MONACO.- Aktis Gallery is making its debut appearance at the Salon Point Art Monaco with a display of Russian and French 20th century art including works on paper by the sought after Russian theatre designer, Alexander Nikolaevich Benois (1870-1960). A group of watercolors, spanning his public and private life, is shown alongside artists with whom he was associated.
The scene is set by a dramatic and rare pastel poster design by Pierre Bonnard, created in 1914 for the Ballets Russes, La Légende de Joseph, which caused something of a revolution on the hoardings of Paris less than two months before the outbreak of the First World War. The work, which shows Léonide Massine, the celebrated dancer in the title role, was revered for its freedom of drawing and sense of composition.

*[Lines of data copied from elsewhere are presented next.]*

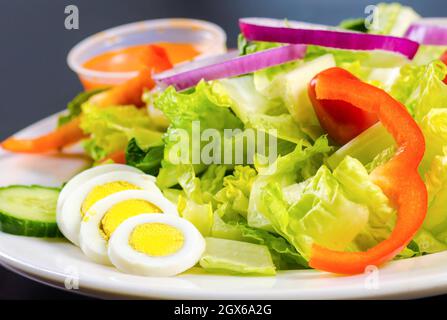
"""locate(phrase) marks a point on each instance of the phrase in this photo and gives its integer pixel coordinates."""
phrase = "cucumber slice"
(29, 211)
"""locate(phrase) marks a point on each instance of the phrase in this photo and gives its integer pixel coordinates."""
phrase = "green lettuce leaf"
(237, 257)
(148, 161)
(436, 182)
(427, 54)
(113, 127)
(420, 88)
(354, 178)
(255, 110)
(233, 198)
(392, 19)
(284, 255)
(343, 210)
(434, 127)
(196, 204)
(183, 109)
(74, 106)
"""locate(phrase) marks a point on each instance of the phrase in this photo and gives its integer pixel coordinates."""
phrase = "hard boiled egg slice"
(103, 218)
(155, 245)
(87, 194)
(87, 175)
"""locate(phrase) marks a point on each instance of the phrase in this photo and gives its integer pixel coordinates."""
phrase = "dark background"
(35, 80)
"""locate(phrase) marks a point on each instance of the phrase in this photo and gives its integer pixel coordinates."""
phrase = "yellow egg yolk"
(102, 191)
(156, 239)
(122, 211)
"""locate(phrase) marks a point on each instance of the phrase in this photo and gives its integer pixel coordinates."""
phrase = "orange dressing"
(131, 59)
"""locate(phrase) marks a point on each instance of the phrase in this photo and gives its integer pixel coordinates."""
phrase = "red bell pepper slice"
(398, 178)
(341, 120)
(444, 59)
(129, 92)
(65, 135)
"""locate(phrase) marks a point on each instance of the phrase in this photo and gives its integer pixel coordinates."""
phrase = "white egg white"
(87, 175)
(128, 260)
(69, 217)
(92, 243)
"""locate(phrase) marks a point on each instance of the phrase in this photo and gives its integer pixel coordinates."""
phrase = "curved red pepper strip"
(398, 178)
(66, 134)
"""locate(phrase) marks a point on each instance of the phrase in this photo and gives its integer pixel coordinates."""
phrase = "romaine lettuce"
(231, 256)
(113, 127)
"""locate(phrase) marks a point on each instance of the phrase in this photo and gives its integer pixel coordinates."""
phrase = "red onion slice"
(227, 65)
(431, 31)
(272, 30)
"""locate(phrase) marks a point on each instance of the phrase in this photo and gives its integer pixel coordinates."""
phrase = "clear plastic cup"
(206, 37)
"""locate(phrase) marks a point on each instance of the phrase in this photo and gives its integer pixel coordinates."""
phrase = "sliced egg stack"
(118, 216)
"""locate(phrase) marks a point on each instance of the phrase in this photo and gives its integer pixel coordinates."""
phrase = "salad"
(309, 147)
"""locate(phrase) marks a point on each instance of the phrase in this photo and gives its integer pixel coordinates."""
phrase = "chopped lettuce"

But the unifying figure on the Aktis Gallery stand is Alexander Benois, a key figure of 20th century Russian art a designer for the Ballets Russes under Sergei Diaghilev, who was to have such influence on modern ballet and stage design. Together with Diaghilev and the artist Leon Bakst, Benois founded, in 1899, the influential art magazine and movement Mir iskusstva (World of Art), from which the Diaghilev Ballets Russes derived. Benois co-edited the magazine until 1904.
A charming set design by Benois produced for an adaption of Fedor Dostoyevskys The Idiot performed by Ida Rubensteins dance troupe in 1925 at the Théâtre du Vaudeville in Paris, shows something of the passion for Russian ballet that drove Benois and his circle to revive it abroad. What we brought to Paris was not the decadent Imperial Ballet, but something entirely separate our own ballet, that corresponded with our ideals, that resuscitated the joys of our youth
Representing Benois, the private man, are a group of personal landscape sketches showing his love of the French countryside and its coastal landscapes. One of his first visits to the South of France in 1914 was cut short by the outbreak of war but, after he moved to France in 1927, the Benois family would return for the summer months every year for the next ten years. Benois loved to sketch in Cassis and he was often to be found with a sketchbook and a folding chair, drawing for two to three hours en plein air. On display from this period are, The Cliffs at Sanary (1927) and Woods in Cassis (1932).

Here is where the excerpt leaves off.